Anton se réveilla. Le souffle court et la peau moite, il mit un instant avant de prendre ses repères. La chambre de fortune qu'il occupait dans cette petite auberge de Nuln lui renvoya l'écho oppressant de la solitude loin de ses terres natales. Quand ses yeux à demi endormis s'habituèrent à ce noir immobile qui précédait l'aube, il arriva à distinguer la petite commode de bois blanc dans le coin droit de la pièce, unique pièce de mobilier sur laquelle était posées une moitié de bougie et une bassine de porcelaine blanche. L'eau qu'elle contenait avait stagné toute la nuit était devenue froide depuis longtemps. Le sommier rugueux se rappela ensuite à son souvenir, ainsi que les draps à la propreté douteuse qui lui avaient servi de couette pendant la nuit. Sans la fatigue extrême de ce retour en précipitation, il aurait sans doute eu du mal à se reposer, en partie à cause de ce courant d'air frais que la fenêtre aux carreaux crasseux ne parvenait pas à filtrer et qui s'infiltrait dans la pièce d'une vingtaine de mètres carré aussi bien que dans les os.
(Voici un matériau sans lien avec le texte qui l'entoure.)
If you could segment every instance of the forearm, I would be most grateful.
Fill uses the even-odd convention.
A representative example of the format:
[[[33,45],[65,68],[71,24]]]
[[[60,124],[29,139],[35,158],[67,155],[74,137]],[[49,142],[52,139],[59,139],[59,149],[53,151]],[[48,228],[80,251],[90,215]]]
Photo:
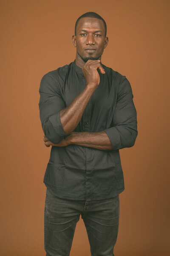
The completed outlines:
[[[98,132],[73,132],[67,138],[69,144],[94,148],[101,150],[111,150],[112,145],[104,131]]]
[[[66,134],[71,132],[77,126],[94,90],[87,85],[68,107],[60,111],[61,122]]]

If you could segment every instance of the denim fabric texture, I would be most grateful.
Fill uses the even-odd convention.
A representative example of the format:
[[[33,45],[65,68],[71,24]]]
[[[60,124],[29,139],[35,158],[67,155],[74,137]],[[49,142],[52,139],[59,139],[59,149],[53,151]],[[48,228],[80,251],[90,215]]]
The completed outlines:
[[[58,197],[48,189],[44,210],[46,256],[69,256],[80,215],[86,229],[91,256],[115,256],[119,195],[93,201],[76,201]]]

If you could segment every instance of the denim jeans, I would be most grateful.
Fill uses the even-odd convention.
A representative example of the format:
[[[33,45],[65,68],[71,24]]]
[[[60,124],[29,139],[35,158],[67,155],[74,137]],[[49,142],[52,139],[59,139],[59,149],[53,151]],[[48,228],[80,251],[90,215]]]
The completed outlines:
[[[95,201],[74,201],[57,197],[48,189],[44,210],[46,256],[69,256],[80,214],[91,256],[114,256],[113,247],[119,228],[119,195]]]

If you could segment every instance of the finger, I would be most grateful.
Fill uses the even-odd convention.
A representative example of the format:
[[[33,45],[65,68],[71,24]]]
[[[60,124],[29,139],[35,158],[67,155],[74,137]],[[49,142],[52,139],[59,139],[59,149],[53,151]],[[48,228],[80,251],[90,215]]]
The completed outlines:
[[[99,66],[99,69],[101,73],[102,73],[102,74],[105,74],[105,70],[104,69],[103,67],[102,67],[102,65],[101,66]]]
Après ses multiples périphéries dans les royaumes frontaliers, il avait espéré pouvoir enfin rentrer à Terre-noire. Mais la duchesse de Meissen, Emmanuelle von Liebwitz, plus connue par son titre de Comtesse électrice en avait décidé autrement. Le congrès extraordinaire qu'elle avait convoqué à Nuln réclamait la présence de tous les membres nobles de sa cour, dont Anton qu'il le veuille ou non, en faisait quand même partie. Cette chambre miteuse était d'ailleurs du fait de celle-ci et sa missive avait ordonné à Anton le choix de l'établissement dans lequel il avait passé la nuit. Il s'expliquait mal les raisons d'un tel acte mais tous les frais étaient déjà payés d'avance et il se consolait à l'idée qu'il était en train de dépenser l'argent de cette comtesse incapable.
Quelques légers coups toqués à la fine porte de bois de sa chambre finirent de le réveiller. Il avait demandé à ce qu'on le réveille tôt afin d'avoir un peu de temps pour lui avant de rejoindre le palais et la vie mondaine de la cour.
La salle commune était assez grande pour une auberge de cette envergure. Elle comptait une grande table principale tout en longueur qui en occupait le centre et faisait face à l'âtre de la cheminée. A l'opposé de celui-ci, le comptoir et l'accès aux cuisines étaient interdit au public. De nombreuses tables individuelles ou pour des groupes restreints finissaient de remplir l'espace et s'étalaient pêle-mêle sans autre logique que celle des inévitables clients ivres qui les déplaçaient régulièrement chaque soir. Outre les quelques couverts prêts à recevoir le petit-déjeuner disposés sur la table principale à intervalles réguliers, Anton remarqua aussi la présence discrète d'un individu qui n'appartenait pas au personnel dans un coin sombre de la pièce.
C'était en fait une dame de haute extraction à en juger par la tenue de soie bleue qu'elle portait. Dans l'obscurité, Anton n'avait pas pu le remarquer mais de discrètes volutes cousues à la main s'épanouissaient dans le bleu profond, presque abyssale de la robe, pourtant taillée sans fioritures ni surplus. La soie de Cathay était un matériel très rare et très prisé, même pour ceux qui en avait les moyens mais cette femme la portait comme si c'eut été le coton le plus commun. Une aura de dignité et de rigueur presque intimidante émanait d'elle et était accentuée par les épaisses couches de fard à paupières noir dont elle s'était décoré les yeux et qui lui donnait ce regard autoritaire et perçant.Test d'observation sous l'INT :
Résultat caché.

Elle était en train de manger une sorte de gruau aux nuances de gris qui avait du lui être servi par l'auberge. Silencieusement, sa cuillère de bois faisaient des allez-retours entre son bol et sa bouche à un rythme calculé. Seul le cliquetis discret de ses longues boucles d'oreilles argentées cognant sur sa peau d'albâtre signalait sa présence dans le remue-ménage de plus en plus bruyant provoqué par le ballet des serveuses allant et venant à travers la pièce. Anton remarqua alors le motif d'oiseau dessiné par les spirales métalliques de ses bijoux ce qui eut pour effet immédiat de lui remémorer le rêve de cette nuit. Bien que son instinct rationnel chassa immédiatement de telles pensées, il ne put s'empêcher de faire le rapprochement entre la colombe et les boucles d'oreilles en forme d'oiseau.
"Puis-je vous aider Messire ? Voudriez-vous vous restaurer avant votre départ ?" La voix de la servante le sortit de ses rêvasseries et il se tourna vers la jeune fille pour lui répondre.